Singer doğrudan eylemin ancak diğer taktikler bir sonuç vermeyince ve halkın hayvanların içinde bulunduğu felaketi anlamasını sağlayacak türden ekstrem hayvan istismarlarına dair kanıtları ortaya çıkardığında  etkili olabileceğini düşünüyor. Adil ve etkili bir baskın eylemine örnek olarak ALF’in Pennsylvania Üniversitesi’ndeki kafa yaralanmaları araştırma laboratuarına izinsiz olarak girişini veriyor, bu eylem sonucunda halkın asla görmemesi gereken bir gerçek ortaya çıktı. Singer hayvan acısını azaltmak ya da sona erdirmek için “toplumumuzdaki akıl sahibi insanların bakış açılarını değiştirmeliyiz…” diyor. “Hayvan Özgürlüğü davasının gücü onun etik bağlılığıdır; yüksek bir ahlâki düzeyi işgal ediyoruz, burayı terketmek demek bize karşı çıkanlara koz verme demektir… diğer türleri maruz bıraktığımız yanlışlıklara bir kez tanık olunduktan sonra  bunlar asla inkâr edilemez,  zaferimizin görüntüsü bombalarımızın korkularında değil davamızın haklılığında yatıyor”. Eğitim ve etik argümanlar değişim potansiyeli taşırlar gerçekten. Bir çok durumda argümanlar –özellikle de hayvan acısını gösteren güçlü görüntülerle beraber bulunuyorsa- aklı başında, açık fikirli ve nazik insanları- umursamayan değil, bilmeyen insanları ikna edebilir. Tutkulu ve güzel konuşan hayvan hakları eğitmenleri, meselâ Gary Yourofsky gibi insanlar bir çok insanın hem düşüncelerini hem de hayatını değiştirdi. Gerçekten de Steve Hindi, Don Barnes ve Howard Lyman gibi insanlar eskiden avcı, dirikesimci ve çiftlik sahipleriydi, bu insanlar eğitim yoluyla derin uyanış yaşadılar ve dönüşüm geçirdiler.

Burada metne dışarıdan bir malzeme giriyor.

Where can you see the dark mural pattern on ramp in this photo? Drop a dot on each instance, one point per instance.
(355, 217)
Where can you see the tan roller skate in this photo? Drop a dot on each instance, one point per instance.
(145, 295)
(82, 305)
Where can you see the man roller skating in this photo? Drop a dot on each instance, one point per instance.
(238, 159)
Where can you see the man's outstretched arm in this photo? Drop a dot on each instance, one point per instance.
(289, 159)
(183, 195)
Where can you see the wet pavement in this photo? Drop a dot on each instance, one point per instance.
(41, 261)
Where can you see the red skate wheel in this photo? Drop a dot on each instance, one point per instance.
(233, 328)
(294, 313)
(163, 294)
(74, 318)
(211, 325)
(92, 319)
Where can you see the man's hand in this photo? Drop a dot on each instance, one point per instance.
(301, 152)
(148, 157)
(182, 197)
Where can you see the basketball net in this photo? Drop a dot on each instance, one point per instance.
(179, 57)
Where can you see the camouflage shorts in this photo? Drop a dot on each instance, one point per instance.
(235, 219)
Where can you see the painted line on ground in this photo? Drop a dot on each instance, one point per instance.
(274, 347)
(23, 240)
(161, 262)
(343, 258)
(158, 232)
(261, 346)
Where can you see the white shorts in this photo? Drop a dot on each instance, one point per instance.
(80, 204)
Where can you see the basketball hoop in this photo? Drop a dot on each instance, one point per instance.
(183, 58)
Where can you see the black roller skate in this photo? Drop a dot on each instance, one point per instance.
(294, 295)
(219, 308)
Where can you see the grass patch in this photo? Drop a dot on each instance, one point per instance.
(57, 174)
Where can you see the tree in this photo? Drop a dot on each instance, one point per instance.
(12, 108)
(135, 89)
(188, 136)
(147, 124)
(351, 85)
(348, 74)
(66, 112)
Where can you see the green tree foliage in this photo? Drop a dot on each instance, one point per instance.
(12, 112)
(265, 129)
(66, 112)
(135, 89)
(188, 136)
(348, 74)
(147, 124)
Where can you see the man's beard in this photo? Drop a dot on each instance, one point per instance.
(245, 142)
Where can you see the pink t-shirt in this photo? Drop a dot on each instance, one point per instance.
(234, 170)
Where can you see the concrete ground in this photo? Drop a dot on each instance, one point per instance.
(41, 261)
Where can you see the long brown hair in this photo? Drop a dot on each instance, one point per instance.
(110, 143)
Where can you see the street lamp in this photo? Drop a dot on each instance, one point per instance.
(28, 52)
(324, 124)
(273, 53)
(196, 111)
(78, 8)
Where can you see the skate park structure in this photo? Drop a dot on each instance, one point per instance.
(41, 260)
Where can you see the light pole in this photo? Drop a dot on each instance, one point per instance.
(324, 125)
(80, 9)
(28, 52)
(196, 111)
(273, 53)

Dahası; hareket,  yeni ve güçlü eğitim, iletişim ve kanun araçları yaratmaya devam ediyor; çünkü  anaakım paradigma içerisinde daha fazla şey yapılabilir, ve bu yaklaşımı savunanlar  hayvanlara zulmedenlerle ve halkla daha saygılı bir diyaloğa uzanan kapıların hemen kapatılmamasını öne sürüyorlar. Singer ve diğerleri “mantıklı insanların akıllarına” saygıyla yaklaşsalar bile ALF  bu insanların çoğunun mantıksız, dar görüşlü insanlar olduğunu öne sürüp akıl ve ikna gücünün bu yüzden yetersiz kaldığını söylüyor. Endüstrilerin ve devletin, hayvanlar adına adaletin gerçekleşmesi talebine hem kurumsal hem de parasal anlamda güçlü itirazları var, bu yüzden ikna ya da eğitimle değişim yaratılması çok güç. Hukuk ve eğitim yolunu bir mücadelenin yegâne yolu  olarak öne çıkaranlar; insan psikolojisini hakimiyet altına almış irrasyonel güçleri, işkence edip öldürmekten kaynaklı sadistçe zevkleri, insanların değişime ve nahoş gelen realitelere karşı direnmek adına kullandığı derin psikolojik mekanizmaları; hayvanların çektiği muazzam ızdırapları görmezden gelmelerine izin veren gruplara ayırıp psikolojik olarak kopma mekanizmalarını, hayvanları sömürmekle elde ettikleri çıkarları ve dünyanın efendileri olmak adına yaratıldıklarına inandıkları bir türün üyeleri olarak kimliklerini hafife alan rasyonalist bir inancın dışavurumunu yapıyorlar.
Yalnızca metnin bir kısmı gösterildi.